For inbound consumer leads, 3–5 core signals is the practical range: type of need, location or service area, urgency or timeline, eligibility or fit, and preferred next step. More than that and you're running an intake form. If deeper qualification is needed, split it across an initial call and a follow-up.
Use prompt-based outcomes for classifying caller intent — "interested," "has objections," "not a fit" — and rule-based outcomes for branching on structured data like zip code, coverage type, or consent flags. You can't mix both in the same node, so pick the type that matches the primary decision at that step.

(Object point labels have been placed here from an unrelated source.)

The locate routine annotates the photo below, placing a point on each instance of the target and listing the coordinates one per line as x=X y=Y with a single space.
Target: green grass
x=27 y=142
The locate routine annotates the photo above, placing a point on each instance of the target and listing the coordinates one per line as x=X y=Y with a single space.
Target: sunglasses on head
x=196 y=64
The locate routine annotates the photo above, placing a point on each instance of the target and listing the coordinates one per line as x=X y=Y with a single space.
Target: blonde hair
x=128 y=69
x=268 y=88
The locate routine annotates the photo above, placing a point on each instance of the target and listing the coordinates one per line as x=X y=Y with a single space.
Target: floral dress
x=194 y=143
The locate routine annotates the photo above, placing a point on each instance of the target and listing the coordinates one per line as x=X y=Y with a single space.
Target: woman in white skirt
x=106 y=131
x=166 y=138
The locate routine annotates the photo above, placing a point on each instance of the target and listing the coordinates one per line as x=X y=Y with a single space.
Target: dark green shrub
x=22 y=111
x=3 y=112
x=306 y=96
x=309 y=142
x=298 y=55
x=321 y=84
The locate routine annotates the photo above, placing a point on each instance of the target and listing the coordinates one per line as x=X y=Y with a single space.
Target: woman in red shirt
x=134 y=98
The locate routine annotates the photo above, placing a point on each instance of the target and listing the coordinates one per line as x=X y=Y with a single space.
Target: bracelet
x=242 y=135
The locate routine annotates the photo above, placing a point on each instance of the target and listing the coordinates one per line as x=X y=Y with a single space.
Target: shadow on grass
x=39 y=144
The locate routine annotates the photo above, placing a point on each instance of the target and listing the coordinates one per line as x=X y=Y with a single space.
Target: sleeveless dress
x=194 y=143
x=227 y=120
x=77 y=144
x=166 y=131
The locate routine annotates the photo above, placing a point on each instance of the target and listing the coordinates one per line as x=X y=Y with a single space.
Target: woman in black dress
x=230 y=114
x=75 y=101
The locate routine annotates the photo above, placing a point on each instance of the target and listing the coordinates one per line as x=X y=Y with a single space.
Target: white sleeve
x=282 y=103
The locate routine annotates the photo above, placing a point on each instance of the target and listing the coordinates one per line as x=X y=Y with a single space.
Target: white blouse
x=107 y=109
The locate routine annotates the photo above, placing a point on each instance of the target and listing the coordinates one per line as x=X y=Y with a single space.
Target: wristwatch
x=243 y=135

A vague prompt lacks a clear goal: "Talk to the caller about insurance." A well-written flexible prompt has a specific goal but allows conversational variation: "Determine what type of insurance the caller needs. They may say it directly or describe a situation — capture the type either way." The goal is precise; the path to it stays open.
Overfitting signals: high variable-empty rates, callers getting stuck or routed to the wrong node, frequent Else/default hits, and the agent re-asking for information the caller already provided. Underfitting signals: every caller routes to "qualified," variables accept any value without validation, and human reps report that transferred leads are not actually ready.
No. Genius is a knowledge retrieval layer — it answers product and policy questions using a Q&A database. Qualification logic (what signals to collect, how to route based on answers, when to transfer) belongs in Speak nodes, Variables, and Outcomes. Use Genius to handle FAQ-type interruptions during qualification so you don't need separate branching nodes for every product question.